The 1990 case of Oregon v. Smith, the infamous peyote case, the justices included in their deliberation whether the "compelling interest" test should apply to laws involving child neglect, compulsory vaccination and child labor:

If the "compelling interest" test is to be applied at all, then, it must be applied across the board, to all actions thought to be religiously commanded. Moreover, if "compelling interest" really means what it says (and watering it down here would subvert its rigor in the other fields where it is applied), many laws will not meet the test. Any society adopting such a system would be courting anarchy, but that danger increases in direct proportion to the society's diversity of religious beliefs, and its determination to coerce or suppress none of them.
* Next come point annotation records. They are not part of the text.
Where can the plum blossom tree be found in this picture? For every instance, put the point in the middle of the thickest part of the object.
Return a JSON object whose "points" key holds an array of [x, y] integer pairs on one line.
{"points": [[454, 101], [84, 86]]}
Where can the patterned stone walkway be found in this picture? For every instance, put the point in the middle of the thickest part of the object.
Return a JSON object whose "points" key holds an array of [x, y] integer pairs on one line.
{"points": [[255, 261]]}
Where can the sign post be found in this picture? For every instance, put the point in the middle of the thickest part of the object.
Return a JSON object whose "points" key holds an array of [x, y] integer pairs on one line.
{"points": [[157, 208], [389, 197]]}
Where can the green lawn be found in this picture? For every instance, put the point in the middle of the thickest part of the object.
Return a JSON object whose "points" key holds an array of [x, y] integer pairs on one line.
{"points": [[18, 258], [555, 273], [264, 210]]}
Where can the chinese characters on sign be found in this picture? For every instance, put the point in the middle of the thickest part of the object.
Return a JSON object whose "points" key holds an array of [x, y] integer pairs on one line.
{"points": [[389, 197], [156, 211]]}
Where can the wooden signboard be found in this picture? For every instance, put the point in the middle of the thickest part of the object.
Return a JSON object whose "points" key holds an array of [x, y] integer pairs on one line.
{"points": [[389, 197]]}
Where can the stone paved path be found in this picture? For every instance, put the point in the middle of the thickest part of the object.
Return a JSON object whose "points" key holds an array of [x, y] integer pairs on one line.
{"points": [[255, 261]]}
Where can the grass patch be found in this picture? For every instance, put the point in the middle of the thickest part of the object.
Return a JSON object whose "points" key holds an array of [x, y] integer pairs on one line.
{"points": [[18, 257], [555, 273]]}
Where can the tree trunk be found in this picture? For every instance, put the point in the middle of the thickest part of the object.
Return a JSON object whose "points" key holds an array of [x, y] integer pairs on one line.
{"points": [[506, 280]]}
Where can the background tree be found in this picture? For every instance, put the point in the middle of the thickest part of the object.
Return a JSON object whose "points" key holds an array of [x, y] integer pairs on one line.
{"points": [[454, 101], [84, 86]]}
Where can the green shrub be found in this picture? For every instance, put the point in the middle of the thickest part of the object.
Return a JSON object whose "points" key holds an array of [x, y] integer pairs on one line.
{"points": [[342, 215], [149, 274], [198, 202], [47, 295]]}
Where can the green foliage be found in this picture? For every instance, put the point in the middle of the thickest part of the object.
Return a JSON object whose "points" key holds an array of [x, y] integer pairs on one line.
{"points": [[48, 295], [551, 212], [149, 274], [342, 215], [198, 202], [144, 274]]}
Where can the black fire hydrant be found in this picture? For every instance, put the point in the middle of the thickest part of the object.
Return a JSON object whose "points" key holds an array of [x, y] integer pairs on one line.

Precisely because "we are a cosmopolitan nation made up of people of almost every conceivable religious preference," Braunfeld v. Brown, 366 U.S., at 606, and precisely because we value and protect that religious divergence, we cannot afford the luxury of deeming presumptively invalid, as applied to the religious objector, every regulation of conduct that does not protect an interest of the highest order. The rule respondents favor would open the prospect of constitutionally required religious exemptions from civic obligations of almost every conceivable kind - ranging from compulsory military service, see, e. g., Gillette v. United States, 401 U.S. 437 (1971), to the payment of taxes, see, e. g., United States v. Lee, supra; to health and safety regulation such as manslaughter and child neglect laws, see, e. g., Funkhouser v. State, 763 P. 2d 695 (Okla. Crim. App. 1988), compulsory vaccination laws, see, e. g., Cude v. State, 237 Ark. 927, 377 S.W. 2d 816 (1964), to social welfare legislation such as child labor laws, see Prince v. Massachusetts, 321 U.S. 158 (1944), animal cruelty laws, see, e. g., Church of the Lukumi Babalu Aye Inc. v. City of Hialeah, 723 F. Supp. 1467 (SD Fla. 1989 . The First Amendment's protection of religious liberty does not require this.

Employment Div. v. Smith, 494 U.S. 872, 890 (1990).